MOSCOW — Jailed Russian oil tycoon Mikhail Khodorkovsky has declared a hunger strike, he said in an open letter to the chairman of Russia's supreme court published on Tuesday.
Khodorkovsky accused a Moscow court of unlawfully keeping him in jail as he awaits trial on new charges of financial crimes, which he said violated recent amendments to Russian law pushed through by President Dmitry Medvedev.
"I declare a hunger strike until I have confirmation that Dmitry Medvedev has received from you or another relevant official full information on the violation of" the recent amendments, Khodorkovsky said.
"I think it is critically important for President Medvedev to know exactly how the law he initiated is being observed -- or rather flouted -- by state officials," he said in the letter, published by Russian media.
"If the president agrees that the laws signed by him and passed by the parliament may be flouted by courts and other state officials as they see fit, I will submit to my current situation," the tycoon said.
But he added bitterly that "I will stay in jail anyway whatever the court decides."
Khodorkovsky's defence team confirmed that he was declaring a hunger strike in a statement on its website. The tycoon, who has been jailed since 2003, has previously held several brief hunger strikes.

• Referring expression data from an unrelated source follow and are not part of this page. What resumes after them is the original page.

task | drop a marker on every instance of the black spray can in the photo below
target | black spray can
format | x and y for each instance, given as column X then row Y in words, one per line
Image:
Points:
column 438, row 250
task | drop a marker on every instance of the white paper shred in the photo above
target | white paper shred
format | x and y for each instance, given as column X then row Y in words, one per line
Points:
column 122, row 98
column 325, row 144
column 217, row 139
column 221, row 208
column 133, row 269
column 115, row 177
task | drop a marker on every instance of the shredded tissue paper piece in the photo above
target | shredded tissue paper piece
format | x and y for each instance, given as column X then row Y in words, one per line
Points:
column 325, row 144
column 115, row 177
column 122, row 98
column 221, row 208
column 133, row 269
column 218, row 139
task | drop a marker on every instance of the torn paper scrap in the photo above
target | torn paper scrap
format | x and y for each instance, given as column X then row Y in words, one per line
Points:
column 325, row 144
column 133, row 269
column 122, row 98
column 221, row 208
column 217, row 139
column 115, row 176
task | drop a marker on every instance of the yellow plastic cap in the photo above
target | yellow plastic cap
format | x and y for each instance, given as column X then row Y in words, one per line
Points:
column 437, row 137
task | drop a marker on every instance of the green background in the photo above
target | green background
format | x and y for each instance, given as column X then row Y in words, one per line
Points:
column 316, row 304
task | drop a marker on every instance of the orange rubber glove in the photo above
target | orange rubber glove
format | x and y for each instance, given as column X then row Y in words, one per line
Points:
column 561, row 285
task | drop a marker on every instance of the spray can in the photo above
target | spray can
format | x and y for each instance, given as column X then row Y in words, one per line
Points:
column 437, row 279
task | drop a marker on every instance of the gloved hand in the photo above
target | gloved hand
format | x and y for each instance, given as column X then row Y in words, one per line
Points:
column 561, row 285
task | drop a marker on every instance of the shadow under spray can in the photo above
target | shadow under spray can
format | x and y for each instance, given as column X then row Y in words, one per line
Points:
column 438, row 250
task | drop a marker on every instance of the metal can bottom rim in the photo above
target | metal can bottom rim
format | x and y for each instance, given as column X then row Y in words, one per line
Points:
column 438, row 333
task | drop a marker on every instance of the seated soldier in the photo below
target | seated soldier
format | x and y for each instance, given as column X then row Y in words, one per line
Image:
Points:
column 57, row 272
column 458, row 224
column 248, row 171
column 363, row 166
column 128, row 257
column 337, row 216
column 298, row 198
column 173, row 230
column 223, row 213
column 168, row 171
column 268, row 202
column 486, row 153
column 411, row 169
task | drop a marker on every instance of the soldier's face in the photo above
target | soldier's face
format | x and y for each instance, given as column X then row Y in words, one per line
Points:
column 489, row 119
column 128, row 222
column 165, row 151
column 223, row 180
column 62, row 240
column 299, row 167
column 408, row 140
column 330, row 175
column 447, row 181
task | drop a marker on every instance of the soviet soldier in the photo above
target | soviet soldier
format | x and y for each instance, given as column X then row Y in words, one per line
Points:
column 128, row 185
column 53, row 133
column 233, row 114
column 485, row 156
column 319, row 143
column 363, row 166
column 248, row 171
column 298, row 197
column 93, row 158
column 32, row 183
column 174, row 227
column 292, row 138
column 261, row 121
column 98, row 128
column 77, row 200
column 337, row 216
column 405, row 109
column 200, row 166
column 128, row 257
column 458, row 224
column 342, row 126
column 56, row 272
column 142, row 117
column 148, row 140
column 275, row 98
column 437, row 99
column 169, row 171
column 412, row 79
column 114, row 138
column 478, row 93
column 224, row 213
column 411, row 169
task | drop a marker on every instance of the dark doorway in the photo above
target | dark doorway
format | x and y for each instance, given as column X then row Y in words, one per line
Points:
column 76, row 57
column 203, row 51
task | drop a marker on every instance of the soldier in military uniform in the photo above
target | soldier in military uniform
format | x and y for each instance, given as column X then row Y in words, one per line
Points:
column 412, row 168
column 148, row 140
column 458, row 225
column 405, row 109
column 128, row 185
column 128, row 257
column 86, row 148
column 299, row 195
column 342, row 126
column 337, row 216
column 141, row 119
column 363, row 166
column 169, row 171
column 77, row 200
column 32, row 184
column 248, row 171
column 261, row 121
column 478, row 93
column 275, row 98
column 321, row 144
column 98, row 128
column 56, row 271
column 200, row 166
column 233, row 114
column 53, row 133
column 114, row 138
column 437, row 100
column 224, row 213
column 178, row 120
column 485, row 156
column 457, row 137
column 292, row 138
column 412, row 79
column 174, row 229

The amendments signed by Medvedev in March prevent entrepreneurs from being jailed while awaiting trial on economic crimes and were aimed at keeping corrupt prosecutors from putting pressure on business.

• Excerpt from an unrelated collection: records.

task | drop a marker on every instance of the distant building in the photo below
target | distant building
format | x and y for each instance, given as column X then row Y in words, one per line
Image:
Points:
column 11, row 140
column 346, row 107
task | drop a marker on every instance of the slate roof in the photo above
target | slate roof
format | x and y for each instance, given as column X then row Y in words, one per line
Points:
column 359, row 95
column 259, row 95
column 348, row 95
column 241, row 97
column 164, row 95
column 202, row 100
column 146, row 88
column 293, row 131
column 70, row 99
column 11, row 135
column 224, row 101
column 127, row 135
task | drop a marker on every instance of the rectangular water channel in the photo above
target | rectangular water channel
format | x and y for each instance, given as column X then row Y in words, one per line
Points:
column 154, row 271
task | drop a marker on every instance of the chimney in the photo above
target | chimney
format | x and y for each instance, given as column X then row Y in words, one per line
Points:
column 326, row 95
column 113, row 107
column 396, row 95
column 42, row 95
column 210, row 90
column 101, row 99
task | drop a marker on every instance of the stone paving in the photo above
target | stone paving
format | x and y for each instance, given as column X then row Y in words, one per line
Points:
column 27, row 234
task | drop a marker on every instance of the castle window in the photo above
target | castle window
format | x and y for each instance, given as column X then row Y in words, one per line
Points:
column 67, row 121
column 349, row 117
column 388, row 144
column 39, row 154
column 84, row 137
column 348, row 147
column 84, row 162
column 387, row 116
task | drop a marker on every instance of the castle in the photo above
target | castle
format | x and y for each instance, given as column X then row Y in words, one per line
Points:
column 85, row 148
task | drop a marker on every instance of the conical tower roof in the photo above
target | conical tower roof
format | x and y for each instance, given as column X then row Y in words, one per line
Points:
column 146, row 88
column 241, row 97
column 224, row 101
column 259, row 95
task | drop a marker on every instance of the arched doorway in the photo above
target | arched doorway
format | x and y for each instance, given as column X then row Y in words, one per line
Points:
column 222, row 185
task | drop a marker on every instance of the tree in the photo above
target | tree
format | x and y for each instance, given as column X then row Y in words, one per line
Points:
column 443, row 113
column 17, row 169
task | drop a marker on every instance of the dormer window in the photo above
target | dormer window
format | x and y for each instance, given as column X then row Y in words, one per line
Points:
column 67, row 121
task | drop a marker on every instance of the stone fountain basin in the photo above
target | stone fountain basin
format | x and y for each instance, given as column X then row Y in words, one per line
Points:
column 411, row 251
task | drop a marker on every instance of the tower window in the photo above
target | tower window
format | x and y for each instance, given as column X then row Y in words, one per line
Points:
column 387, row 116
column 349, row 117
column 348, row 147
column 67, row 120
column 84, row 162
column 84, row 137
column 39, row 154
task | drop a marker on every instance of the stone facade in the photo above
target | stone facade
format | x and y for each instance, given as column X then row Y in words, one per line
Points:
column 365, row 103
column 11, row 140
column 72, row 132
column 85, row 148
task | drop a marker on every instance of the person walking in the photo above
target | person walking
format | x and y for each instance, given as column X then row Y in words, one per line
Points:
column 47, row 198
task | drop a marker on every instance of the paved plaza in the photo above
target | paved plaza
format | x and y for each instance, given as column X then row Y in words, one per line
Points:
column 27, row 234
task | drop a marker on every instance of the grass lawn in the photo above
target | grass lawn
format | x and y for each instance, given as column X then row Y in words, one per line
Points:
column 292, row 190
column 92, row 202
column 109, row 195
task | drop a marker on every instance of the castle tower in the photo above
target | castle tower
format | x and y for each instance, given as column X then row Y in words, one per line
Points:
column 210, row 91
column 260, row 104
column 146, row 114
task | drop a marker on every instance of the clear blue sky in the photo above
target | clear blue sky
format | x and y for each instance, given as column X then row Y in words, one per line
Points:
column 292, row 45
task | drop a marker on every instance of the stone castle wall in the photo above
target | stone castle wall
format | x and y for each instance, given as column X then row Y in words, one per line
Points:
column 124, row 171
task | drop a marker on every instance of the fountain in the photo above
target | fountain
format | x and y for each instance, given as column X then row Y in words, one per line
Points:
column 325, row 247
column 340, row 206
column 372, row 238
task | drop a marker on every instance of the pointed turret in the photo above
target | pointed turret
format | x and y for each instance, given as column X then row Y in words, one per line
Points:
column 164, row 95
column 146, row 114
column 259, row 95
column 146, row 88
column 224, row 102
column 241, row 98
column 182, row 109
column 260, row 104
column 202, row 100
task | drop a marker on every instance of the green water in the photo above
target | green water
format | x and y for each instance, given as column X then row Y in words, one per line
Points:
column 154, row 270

Khodorkovsky, once Russia's richest man, is serving an eight-year prison sentence on fraud and tax evasion charges that he claims were politically motivated and is now facing trial on fresh charges that could see him jailed for 22 more years.

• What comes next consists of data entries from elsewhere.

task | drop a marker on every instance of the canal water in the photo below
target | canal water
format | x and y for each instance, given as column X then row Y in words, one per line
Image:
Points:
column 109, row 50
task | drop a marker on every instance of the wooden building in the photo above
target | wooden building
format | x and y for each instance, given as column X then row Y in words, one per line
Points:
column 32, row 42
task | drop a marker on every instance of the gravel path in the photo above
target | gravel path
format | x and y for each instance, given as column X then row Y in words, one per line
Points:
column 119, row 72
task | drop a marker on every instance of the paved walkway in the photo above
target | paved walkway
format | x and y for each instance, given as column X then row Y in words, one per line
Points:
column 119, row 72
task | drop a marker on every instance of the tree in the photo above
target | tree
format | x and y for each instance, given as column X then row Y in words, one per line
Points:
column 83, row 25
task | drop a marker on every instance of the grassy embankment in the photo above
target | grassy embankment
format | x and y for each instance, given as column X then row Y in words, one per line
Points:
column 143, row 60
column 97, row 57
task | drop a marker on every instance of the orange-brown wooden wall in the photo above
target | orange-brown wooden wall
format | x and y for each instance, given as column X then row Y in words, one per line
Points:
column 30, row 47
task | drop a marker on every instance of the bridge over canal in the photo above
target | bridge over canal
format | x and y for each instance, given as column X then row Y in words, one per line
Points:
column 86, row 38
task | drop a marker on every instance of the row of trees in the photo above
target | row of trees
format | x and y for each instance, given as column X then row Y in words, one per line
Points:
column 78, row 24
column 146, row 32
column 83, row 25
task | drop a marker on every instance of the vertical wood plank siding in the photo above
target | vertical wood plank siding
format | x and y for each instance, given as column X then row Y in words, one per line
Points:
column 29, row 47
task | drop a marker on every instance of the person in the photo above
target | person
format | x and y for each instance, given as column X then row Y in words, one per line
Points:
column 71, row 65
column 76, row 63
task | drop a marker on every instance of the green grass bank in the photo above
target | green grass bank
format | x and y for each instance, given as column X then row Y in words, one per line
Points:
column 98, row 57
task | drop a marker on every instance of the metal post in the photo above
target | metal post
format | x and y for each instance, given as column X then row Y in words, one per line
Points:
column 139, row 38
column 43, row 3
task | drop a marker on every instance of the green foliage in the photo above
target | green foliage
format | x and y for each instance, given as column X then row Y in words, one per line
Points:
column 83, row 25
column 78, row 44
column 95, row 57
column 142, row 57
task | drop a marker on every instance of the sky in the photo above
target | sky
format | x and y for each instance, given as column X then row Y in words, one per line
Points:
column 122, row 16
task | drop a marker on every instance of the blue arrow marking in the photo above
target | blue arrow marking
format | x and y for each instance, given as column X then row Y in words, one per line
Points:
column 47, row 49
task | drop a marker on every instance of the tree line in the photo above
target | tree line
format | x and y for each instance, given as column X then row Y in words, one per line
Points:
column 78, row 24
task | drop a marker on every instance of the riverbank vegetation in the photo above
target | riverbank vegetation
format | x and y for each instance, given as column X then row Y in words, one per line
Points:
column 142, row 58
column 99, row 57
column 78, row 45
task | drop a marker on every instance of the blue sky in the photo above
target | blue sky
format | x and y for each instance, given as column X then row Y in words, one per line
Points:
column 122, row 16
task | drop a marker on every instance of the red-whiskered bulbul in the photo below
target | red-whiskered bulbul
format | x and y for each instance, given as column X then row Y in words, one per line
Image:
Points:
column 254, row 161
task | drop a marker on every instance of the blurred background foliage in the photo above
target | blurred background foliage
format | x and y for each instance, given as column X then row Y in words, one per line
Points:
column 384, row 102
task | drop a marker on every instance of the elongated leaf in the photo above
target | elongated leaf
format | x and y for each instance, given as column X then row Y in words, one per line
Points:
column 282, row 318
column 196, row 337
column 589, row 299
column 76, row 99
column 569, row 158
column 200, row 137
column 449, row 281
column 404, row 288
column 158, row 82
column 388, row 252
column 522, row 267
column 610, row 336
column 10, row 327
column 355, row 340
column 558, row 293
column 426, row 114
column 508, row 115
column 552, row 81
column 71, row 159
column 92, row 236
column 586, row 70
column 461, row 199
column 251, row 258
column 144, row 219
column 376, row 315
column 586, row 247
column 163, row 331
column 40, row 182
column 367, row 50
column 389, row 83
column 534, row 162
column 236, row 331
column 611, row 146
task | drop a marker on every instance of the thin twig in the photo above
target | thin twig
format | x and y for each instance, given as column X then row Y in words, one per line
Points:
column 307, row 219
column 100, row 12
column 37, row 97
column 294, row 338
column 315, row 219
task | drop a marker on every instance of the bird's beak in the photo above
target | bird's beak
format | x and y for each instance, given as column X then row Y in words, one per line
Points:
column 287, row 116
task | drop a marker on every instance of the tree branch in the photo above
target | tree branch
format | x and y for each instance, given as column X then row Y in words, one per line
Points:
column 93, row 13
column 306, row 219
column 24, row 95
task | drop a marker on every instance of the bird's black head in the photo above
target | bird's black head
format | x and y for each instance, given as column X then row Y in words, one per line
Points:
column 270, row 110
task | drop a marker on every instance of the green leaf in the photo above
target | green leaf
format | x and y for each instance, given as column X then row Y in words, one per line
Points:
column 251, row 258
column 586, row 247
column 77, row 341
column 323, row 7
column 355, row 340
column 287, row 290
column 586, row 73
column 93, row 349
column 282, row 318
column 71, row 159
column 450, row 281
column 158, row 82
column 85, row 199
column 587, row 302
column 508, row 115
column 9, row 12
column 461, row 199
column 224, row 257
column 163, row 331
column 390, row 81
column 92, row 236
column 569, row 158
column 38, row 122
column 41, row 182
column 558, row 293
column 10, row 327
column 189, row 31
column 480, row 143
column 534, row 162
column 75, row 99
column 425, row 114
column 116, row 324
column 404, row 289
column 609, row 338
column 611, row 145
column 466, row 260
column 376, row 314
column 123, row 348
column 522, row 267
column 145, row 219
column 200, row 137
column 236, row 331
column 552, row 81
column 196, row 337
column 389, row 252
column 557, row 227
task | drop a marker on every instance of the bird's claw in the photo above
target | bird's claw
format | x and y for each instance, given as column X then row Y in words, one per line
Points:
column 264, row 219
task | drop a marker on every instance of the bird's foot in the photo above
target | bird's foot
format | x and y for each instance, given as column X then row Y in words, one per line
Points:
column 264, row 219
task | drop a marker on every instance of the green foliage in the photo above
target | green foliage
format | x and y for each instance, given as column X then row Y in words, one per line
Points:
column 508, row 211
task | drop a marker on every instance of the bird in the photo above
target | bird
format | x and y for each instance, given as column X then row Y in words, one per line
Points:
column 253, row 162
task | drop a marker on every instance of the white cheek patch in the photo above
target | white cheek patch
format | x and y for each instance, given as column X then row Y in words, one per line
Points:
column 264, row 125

Supporters of Khodorkovsky say he was jailed because of his opposition to the policies of Vladimir Putin, who was president when the tycoon's legal problems began and who is now Russia's powerful prime minister.
The 46-year-old former head of the Yukos oil company now stands accused of stealing millions of tonnes of oil and laundering money.
Khodorkovsky, 46, says the new charges are a rehash of the original case against him and argues he is being prosecuted again because the corrupt officials who have seized control of Yukos fear seeing him go free.
The Russian government insists Khodorkovsky committed massive financial crimes during the controversial privatizations of the 1990s in which he and other so-called oligarchs acquired immense fortunes.